Eziri mentioned Phillips-Gallucci in the acknowledgements of his thesis, even though, Eziri joked, he didn’t end up using the title that Phillips-Gallucci suggested.
After Amherst: Educating Others
With two professors as his parents, Phillips-Gallucci said that education came naturally to him. Next year, Phillips-Gallucci will be a teaching fellow at the School for Ethics and Global Leadership in Washington, D.C., Phillips-Gallucci will co-teach an ethics course, shadow other teachers, and advise students.
In the wake of 9/11, the school’s founder, Noah Bopp, established the semester-long program for globally-minded high school juniors. With locations in London, England, and Johannesburg, South Africa, the school has a strong international focus, Phillips-Gallucci said. A few of his friends attended the school, he added.
“Education is something that has been important for my own development and something which I felt that kids at my school weren’t as fortunate to have,” Phillips-Gallucci said. “I hope that by being an educator, I can help people.”

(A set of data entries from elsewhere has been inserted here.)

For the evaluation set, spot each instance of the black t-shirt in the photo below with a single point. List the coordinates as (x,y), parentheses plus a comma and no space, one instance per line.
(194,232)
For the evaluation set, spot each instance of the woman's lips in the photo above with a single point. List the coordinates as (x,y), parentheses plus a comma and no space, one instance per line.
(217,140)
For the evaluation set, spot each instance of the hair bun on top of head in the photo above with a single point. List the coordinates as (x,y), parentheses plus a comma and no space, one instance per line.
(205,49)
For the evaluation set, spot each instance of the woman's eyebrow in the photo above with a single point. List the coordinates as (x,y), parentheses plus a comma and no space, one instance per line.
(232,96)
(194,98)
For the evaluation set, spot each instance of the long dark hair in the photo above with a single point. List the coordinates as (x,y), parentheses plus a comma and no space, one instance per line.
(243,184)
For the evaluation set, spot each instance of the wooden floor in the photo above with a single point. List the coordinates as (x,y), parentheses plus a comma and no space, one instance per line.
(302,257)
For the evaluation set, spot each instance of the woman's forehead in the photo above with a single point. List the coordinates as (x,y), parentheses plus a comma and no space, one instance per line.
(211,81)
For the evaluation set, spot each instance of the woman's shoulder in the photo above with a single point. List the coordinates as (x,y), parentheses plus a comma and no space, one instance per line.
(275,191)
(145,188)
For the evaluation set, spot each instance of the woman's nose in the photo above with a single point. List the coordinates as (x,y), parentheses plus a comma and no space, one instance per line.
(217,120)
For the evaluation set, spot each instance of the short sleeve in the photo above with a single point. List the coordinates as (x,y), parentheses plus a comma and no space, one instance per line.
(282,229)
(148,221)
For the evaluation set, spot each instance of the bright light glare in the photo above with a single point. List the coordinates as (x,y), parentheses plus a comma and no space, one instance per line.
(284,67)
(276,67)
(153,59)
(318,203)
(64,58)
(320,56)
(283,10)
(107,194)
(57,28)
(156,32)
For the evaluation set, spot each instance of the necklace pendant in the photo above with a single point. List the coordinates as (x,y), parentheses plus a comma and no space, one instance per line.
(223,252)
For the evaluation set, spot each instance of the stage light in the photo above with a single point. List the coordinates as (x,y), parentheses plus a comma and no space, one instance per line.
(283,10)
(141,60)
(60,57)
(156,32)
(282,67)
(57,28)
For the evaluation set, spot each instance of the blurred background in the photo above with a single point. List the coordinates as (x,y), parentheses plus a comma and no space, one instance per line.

This time, Phillips-Gallucci feels more prepared for the transition into teaching than he did the summer before college, but who knows what new books he still might turn to for guidance. Or maybe Phillips-Gallucci’s students will be the ones toting books by Plato and Aristotle to their first advising meetings.
Either way, these students will be lucky to have Phillips-Gallucci as their teacher.
“I wish that everyone had an Ellis in their lives,” Eziri said. “He is one of the most empathetic, understanding individuals I’ve ever met.”